Biohydrogen production by purple non-sulfur bacteria typically relies on infrared light to excite bacteriochlorophyll a. However, the roles of visible wavelengths, especially red and blue, and the contribution of carotenoids remain poorly defined. In the current study, it was performed the first unified comparison of four LED spectra in a co-culture of Rhodobacter capsulatus and Rhodospirillum rubrum using lactose from milk whey permeate. Small‐scale tests (50 mL) under Cool White, Infrared, and Targeted-Spectrum LEDs revealed that Cool White LEDs achieved the highest H₂ productivity (8.23 mmol H₂ (L.day)). Remarkably, the Targeted Spectrum LED alone yielded significant H₂ (5.76 ± 0.14 mol H₂/mol lactose), demonstrating that pronounced carotenoid excitation can drive production with minimal emission for BChl ɑ excitation. The visible wavelengths can scatter more uniformly, benefiting non‐stirred systems, while Infrared alone underperforms when cells settle. Scaling to a 2.1 L stirred flat‐plate reactor increased productivity to 18.64 mmol H₂ (L.day) (3.26 % LCE), applying the Cool white LED as light source.

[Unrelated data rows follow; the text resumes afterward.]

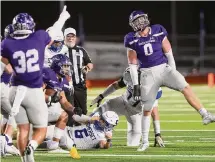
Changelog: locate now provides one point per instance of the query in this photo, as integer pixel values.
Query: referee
(82, 64)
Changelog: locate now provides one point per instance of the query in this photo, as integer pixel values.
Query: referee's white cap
(69, 31)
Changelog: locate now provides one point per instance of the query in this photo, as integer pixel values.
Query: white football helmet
(110, 117)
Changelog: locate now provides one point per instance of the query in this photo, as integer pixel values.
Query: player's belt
(129, 96)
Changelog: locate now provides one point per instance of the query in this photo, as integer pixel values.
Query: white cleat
(209, 118)
(29, 154)
(59, 150)
(143, 147)
(159, 141)
(3, 144)
(12, 150)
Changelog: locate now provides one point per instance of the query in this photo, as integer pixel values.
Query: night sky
(111, 18)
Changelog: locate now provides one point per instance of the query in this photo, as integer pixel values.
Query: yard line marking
(124, 155)
(173, 121)
(209, 137)
(170, 130)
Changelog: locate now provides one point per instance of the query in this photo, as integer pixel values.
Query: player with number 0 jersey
(149, 49)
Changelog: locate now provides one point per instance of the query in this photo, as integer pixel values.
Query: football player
(57, 47)
(149, 49)
(8, 122)
(126, 105)
(55, 84)
(96, 133)
(25, 52)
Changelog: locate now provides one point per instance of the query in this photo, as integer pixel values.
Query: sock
(156, 124)
(9, 140)
(34, 144)
(203, 112)
(58, 132)
(145, 129)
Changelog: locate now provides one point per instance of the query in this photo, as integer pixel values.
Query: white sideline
(168, 130)
(126, 155)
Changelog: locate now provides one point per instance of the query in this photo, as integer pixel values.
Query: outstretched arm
(168, 52)
(62, 19)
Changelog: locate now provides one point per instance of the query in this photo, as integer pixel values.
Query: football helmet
(8, 31)
(138, 20)
(61, 65)
(110, 118)
(23, 23)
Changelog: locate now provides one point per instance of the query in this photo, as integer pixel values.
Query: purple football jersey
(149, 49)
(5, 78)
(27, 58)
(52, 82)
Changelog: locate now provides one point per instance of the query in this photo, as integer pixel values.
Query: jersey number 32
(28, 62)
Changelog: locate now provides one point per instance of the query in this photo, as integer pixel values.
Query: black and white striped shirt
(79, 58)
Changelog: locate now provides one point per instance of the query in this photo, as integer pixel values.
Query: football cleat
(74, 153)
(159, 140)
(209, 118)
(143, 147)
(52, 145)
(12, 150)
(3, 144)
(59, 150)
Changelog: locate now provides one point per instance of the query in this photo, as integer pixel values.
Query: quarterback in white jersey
(94, 134)
(131, 109)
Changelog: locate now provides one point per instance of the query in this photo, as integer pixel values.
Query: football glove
(65, 14)
(85, 69)
(136, 92)
(78, 111)
(97, 100)
(56, 97)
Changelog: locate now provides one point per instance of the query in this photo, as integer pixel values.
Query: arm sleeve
(4, 51)
(121, 82)
(129, 42)
(86, 57)
(163, 32)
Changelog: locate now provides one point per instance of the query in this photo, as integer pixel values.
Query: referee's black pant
(78, 99)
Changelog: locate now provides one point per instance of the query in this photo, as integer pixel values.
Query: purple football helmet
(138, 20)
(8, 31)
(23, 23)
(61, 65)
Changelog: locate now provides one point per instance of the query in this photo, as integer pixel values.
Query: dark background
(111, 18)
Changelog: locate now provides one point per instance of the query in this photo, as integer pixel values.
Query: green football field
(185, 137)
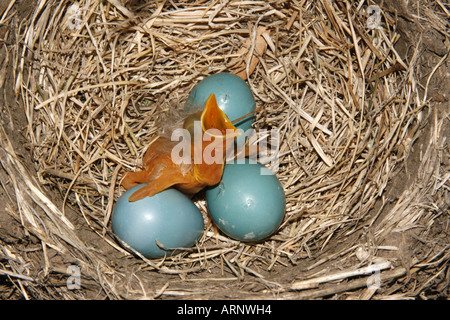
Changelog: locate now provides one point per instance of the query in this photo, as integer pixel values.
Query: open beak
(214, 118)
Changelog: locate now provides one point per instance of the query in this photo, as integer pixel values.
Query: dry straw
(97, 77)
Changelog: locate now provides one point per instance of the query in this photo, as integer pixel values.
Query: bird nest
(98, 78)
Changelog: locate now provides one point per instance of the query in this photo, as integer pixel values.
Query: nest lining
(98, 88)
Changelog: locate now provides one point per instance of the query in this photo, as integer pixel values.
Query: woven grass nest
(97, 78)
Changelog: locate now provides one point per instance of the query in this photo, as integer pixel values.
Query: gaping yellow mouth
(212, 117)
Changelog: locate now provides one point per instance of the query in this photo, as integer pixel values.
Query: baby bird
(203, 167)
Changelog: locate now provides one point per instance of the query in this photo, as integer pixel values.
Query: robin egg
(155, 226)
(249, 202)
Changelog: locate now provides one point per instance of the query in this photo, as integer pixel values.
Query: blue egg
(233, 96)
(168, 217)
(249, 202)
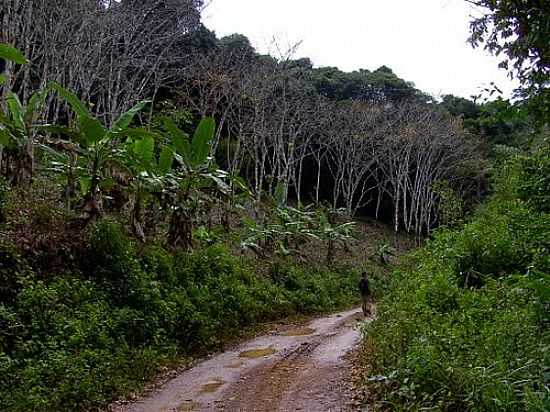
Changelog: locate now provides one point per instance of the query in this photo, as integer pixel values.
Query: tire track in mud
(300, 369)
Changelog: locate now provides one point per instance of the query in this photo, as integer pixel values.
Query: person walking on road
(365, 293)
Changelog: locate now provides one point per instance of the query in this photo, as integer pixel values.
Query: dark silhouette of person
(365, 293)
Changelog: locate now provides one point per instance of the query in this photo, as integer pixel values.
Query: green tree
(519, 31)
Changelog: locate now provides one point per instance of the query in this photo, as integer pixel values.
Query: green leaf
(4, 137)
(280, 194)
(202, 140)
(16, 110)
(126, 118)
(78, 107)
(166, 159)
(12, 54)
(107, 184)
(145, 148)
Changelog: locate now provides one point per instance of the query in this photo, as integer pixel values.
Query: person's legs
(365, 305)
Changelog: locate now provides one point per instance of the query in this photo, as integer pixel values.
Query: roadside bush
(77, 341)
(466, 328)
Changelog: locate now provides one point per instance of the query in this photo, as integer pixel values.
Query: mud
(302, 368)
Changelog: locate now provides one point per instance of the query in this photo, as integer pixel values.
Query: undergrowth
(465, 326)
(76, 341)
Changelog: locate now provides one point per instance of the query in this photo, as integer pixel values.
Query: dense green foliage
(465, 327)
(518, 32)
(76, 341)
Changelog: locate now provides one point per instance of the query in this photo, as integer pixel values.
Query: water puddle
(298, 332)
(212, 386)
(189, 407)
(257, 353)
(234, 365)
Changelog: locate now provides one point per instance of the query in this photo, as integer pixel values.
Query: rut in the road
(301, 369)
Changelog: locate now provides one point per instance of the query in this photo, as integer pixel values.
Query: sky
(423, 41)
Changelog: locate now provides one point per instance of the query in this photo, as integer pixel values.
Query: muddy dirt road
(297, 368)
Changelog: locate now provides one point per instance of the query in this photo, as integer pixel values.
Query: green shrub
(466, 327)
(76, 342)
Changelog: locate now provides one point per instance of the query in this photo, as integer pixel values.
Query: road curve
(293, 369)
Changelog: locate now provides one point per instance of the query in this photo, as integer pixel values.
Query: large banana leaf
(12, 54)
(4, 137)
(126, 118)
(144, 149)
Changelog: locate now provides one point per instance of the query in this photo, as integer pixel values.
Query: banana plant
(18, 131)
(11, 54)
(100, 153)
(198, 181)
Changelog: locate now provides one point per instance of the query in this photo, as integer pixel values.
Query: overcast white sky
(423, 41)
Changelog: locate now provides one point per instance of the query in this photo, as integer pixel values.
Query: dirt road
(297, 368)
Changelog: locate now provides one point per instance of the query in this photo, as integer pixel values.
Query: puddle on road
(212, 386)
(298, 332)
(235, 365)
(257, 353)
(189, 407)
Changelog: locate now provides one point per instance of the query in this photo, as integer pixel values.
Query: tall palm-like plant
(197, 181)
(98, 151)
(17, 124)
(18, 131)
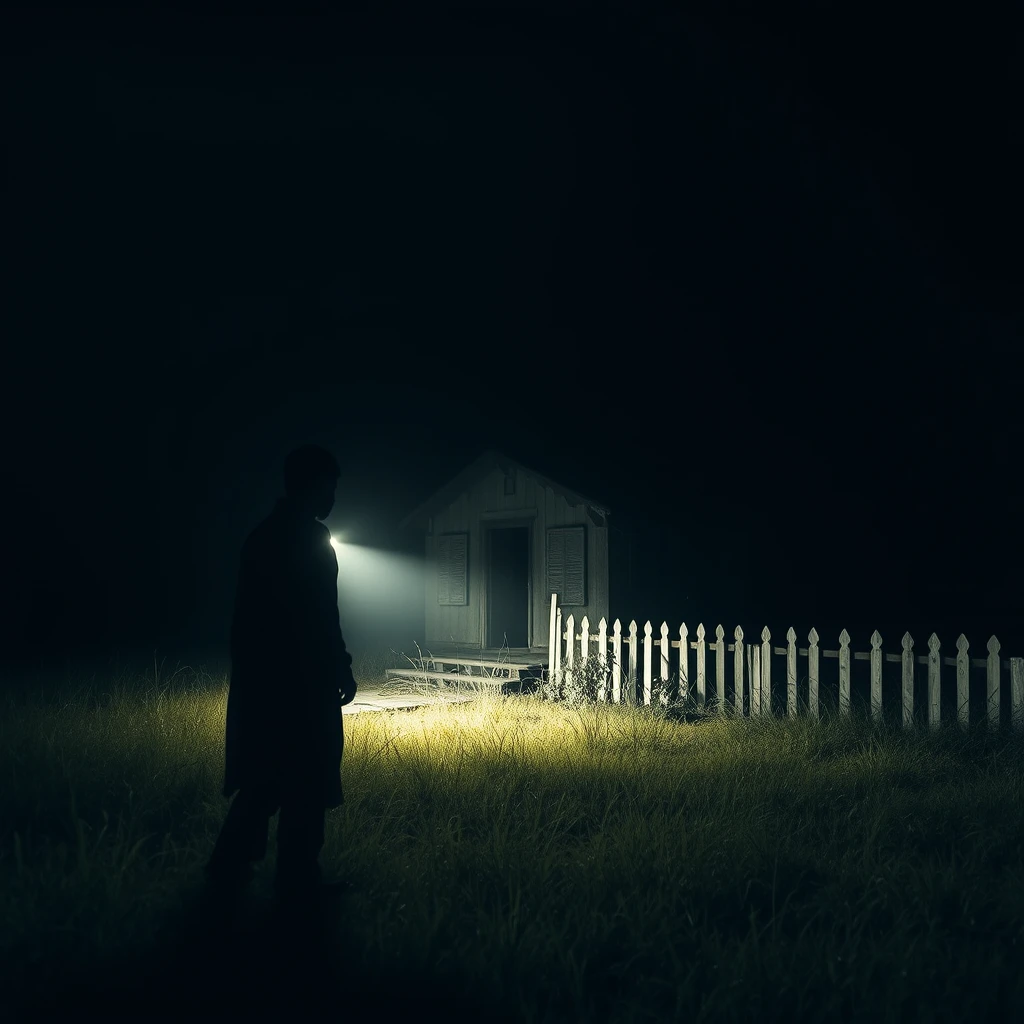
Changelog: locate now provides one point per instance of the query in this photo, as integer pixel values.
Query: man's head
(310, 478)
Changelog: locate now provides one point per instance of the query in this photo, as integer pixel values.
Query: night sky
(748, 272)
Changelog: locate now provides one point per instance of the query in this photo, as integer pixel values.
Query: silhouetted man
(291, 674)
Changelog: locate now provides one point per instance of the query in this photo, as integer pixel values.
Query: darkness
(748, 272)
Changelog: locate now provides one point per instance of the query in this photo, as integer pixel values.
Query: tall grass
(549, 862)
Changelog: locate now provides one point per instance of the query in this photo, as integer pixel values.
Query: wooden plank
(569, 643)
(756, 680)
(648, 650)
(684, 665)
(552, 630)
(844, 673)
(765, 672)
(992, 679)
(602, 653)
(631, 682)
(664, 675)
(450, 677)
(737, 670)
(483, 663)
(907, 681)
(934, 672)
(963, 682)
(1017, 693)
(720, 666)
(616, 662)
(876, 676)
(558, 651)
(812, 672)
(701, 681)
(791, 673)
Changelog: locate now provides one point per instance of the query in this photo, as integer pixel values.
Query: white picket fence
(752, 668)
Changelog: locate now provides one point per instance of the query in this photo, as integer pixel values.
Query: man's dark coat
(289, 662)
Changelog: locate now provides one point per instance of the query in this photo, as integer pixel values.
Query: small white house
(500, 540)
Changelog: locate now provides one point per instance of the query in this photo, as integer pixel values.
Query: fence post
(765, 672)
(791, 672)
(666, 647)
(934, 679)
(812, 671)
(648, 650)
(876, 676)
(963, 682)
(557, 677)
(701, 681)
(756, 680)
(684, 663)
(631, 682)
(1017, 692)
(616, 662)
(552, 638)
(737, 670)
(844, 673)
(569, 644)
(907, 680)
(992, 673)
(720, 666)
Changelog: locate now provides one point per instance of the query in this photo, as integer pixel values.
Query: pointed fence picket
(633, 678)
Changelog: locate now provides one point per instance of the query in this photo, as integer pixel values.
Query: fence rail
(635, 680)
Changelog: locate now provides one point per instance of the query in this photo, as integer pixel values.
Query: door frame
(506, 520)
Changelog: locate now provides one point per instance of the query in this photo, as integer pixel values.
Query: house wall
(534, 505)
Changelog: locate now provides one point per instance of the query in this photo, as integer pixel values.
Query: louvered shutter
(443, 558)
(566, 564)
(457, 569)
(452, 568)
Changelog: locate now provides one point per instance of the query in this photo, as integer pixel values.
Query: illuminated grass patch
(560, 864)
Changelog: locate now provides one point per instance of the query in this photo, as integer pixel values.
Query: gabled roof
(479, 468)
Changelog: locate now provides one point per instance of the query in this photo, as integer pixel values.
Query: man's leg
(243, 836)
(300, 839)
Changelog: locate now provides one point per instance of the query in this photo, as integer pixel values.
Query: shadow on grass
(247, 956)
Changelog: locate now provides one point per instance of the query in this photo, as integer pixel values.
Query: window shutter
(452, 568)
(443, 557)
(566, 564)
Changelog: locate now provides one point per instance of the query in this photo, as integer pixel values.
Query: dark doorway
(508, 587)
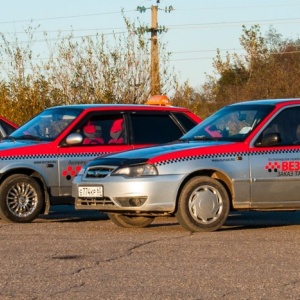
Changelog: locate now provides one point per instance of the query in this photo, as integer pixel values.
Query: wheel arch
(37, 176)
(216, 174)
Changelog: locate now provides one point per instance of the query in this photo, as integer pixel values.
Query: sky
(196, 28)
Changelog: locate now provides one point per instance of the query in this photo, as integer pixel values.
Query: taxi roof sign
(161, 100)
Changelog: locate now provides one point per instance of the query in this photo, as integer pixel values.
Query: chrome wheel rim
(205, 204)
(22, 199)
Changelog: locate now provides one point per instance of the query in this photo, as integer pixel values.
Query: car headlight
(137, 170)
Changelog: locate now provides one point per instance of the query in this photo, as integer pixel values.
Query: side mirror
(74, 139)
(269, 139)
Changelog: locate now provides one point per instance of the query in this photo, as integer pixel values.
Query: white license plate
(90, 191)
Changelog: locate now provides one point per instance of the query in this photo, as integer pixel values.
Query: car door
(102, 133)
(275, 166)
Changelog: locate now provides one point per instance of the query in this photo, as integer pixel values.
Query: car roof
(270, 101)
(9, 122)
(122, 106)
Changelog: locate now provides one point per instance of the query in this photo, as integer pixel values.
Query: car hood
(167, 151)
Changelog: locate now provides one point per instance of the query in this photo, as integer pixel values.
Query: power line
(63, 17)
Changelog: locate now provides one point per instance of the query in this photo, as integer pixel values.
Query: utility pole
(154, 68)
(154, 72)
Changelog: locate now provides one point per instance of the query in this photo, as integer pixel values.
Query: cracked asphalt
(83, 255)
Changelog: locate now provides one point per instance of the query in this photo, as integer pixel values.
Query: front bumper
(152, 194)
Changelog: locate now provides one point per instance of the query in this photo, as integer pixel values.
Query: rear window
(154, 129)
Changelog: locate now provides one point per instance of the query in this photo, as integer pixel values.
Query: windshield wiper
(28, 137)
(9, 138)
(204, 138)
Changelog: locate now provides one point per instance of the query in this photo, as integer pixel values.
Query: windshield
(231, 123)
(47, 125)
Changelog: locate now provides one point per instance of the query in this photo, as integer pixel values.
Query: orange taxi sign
(161, 100)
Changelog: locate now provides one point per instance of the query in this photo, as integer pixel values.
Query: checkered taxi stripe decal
(226, 155)
(51, 156)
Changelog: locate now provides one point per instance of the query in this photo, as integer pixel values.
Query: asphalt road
(83, 255)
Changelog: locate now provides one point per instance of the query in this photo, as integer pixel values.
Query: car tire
(21, 199)
(203, 205)
(130, 221)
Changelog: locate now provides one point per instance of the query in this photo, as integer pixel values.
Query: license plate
(90, 191)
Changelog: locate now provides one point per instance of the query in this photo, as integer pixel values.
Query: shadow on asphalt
(240, 220)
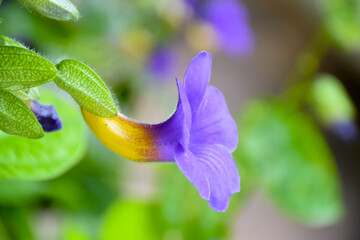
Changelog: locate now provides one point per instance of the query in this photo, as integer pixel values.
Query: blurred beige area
(281, 29)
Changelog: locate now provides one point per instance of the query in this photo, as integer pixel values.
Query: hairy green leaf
(62, 10)
(50, 156)
(21, 68)
(291, 160)
(5, 41)
(29, 94)
(86, 87)
(16, 118)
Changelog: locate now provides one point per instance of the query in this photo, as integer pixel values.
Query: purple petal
(46, 116)
(167, 135)
(230, 20)
(188, 165)
(196, 79)
(213, 123)
(210, 166)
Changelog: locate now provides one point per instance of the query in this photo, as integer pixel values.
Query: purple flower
(46, 116)
(230, 21)
(204, 154)
(200, 136)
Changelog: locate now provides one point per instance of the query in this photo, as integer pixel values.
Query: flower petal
(188, 165)
(213, 123)
(230, 20)
(221, 171)
(196, 79)
(168, 131)
(213, 172)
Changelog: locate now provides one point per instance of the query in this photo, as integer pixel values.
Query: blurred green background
(295, 99)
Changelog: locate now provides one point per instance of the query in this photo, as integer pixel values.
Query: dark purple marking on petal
(196, 79)
(46, 116)
(213, 123)
(230, 20)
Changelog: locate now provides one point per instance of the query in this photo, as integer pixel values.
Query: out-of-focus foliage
(290, 159)
(342, 20)
(85, 86)
(16, 117)
(131, 220)
(62, 10)
(22, 158)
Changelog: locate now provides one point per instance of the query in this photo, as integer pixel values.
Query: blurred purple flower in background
(46, 116)
(162, 63)
(230, 21)
(210, 136)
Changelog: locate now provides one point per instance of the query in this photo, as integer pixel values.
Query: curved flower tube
(200, 136)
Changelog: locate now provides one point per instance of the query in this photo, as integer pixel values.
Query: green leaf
(50, 156)
(289, 157)
(86, 87)
(132, 217)
(16, 117)
(21, 68)
(62, 10)
(330, 101)
(14, 192)
(29, 94)
(342, 20)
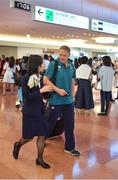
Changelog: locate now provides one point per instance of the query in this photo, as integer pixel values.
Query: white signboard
(104, 27)
(62, 18)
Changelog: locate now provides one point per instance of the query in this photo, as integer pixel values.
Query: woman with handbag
(34, 123)
(84, 95)
(105, 75)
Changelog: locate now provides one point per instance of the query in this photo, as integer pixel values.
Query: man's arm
(61, 92)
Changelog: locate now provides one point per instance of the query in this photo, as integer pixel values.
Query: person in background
(2, 62)
(33, 120)
(46, 61)
(105, 75)
(61, 101)
(84, 95)
(50, 58)
(8, 76)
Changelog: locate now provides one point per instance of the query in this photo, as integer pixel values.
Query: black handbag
(59, 126)
(17, 78)
(47, 95)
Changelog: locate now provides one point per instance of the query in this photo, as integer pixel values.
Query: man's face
(63, 55)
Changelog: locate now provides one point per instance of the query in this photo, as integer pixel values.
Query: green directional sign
(61, 18)
(49, 15)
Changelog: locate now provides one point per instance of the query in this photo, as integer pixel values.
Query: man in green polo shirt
(61, 102)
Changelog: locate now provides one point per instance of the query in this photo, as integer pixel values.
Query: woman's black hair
(34, 62)
(106, 61)
(84, 60)
(11, 62)
(7, 59)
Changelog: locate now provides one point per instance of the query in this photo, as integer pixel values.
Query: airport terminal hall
(59, 89)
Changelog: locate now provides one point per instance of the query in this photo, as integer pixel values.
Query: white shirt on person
(106, 74)
(83, 71)
(46, 63)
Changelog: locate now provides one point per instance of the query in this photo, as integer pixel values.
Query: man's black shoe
(73, 152)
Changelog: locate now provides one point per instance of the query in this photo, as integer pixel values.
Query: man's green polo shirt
(63, 80)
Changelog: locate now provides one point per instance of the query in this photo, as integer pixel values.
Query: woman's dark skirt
(84, 95)
(34, 126)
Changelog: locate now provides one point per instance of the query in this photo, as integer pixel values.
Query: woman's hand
(62, 92)
(46, 88)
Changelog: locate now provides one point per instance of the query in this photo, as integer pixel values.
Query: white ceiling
(19, 22)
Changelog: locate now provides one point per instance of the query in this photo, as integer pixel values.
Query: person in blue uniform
(34, 123)
(61, 101)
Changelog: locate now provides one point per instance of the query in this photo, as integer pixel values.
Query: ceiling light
(104, 40)
(75, 42)
(28, 36)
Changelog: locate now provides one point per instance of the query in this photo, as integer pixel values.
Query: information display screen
(62, 18)
(104, 27)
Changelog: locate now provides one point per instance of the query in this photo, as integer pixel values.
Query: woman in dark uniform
(34, 123)
(84, 96)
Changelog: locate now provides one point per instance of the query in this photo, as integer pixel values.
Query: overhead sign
(104, 27)
(61, 18)
(20, 5)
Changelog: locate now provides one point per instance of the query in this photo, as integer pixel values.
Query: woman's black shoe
(16, 150)
(43, 164)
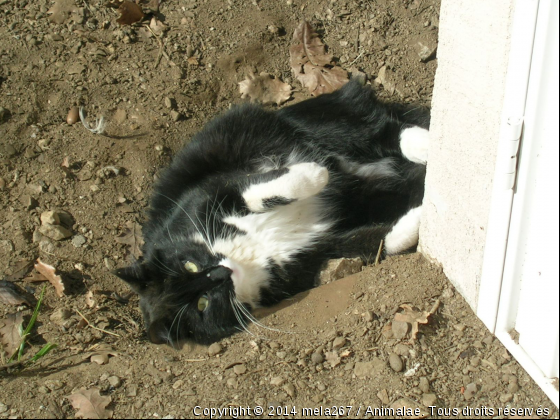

Raising light intensity to 5,000 lx and renewing half the medium further boosted productivity to 26.93 mmol H₂ (L.day) (4.49 % LCE) while maintaining an optimal SOLR (∼4.8 g lactose/ g_VS.h). Finally, bi‐logistic and modified Gompertz models accurately described multiphasic H₂ accumulation, offering a robust framework for optimizing complex photofermentative systems. This work highlights the need to tailor light spectra, reactor design, and process control to maximize biohydrogen yields.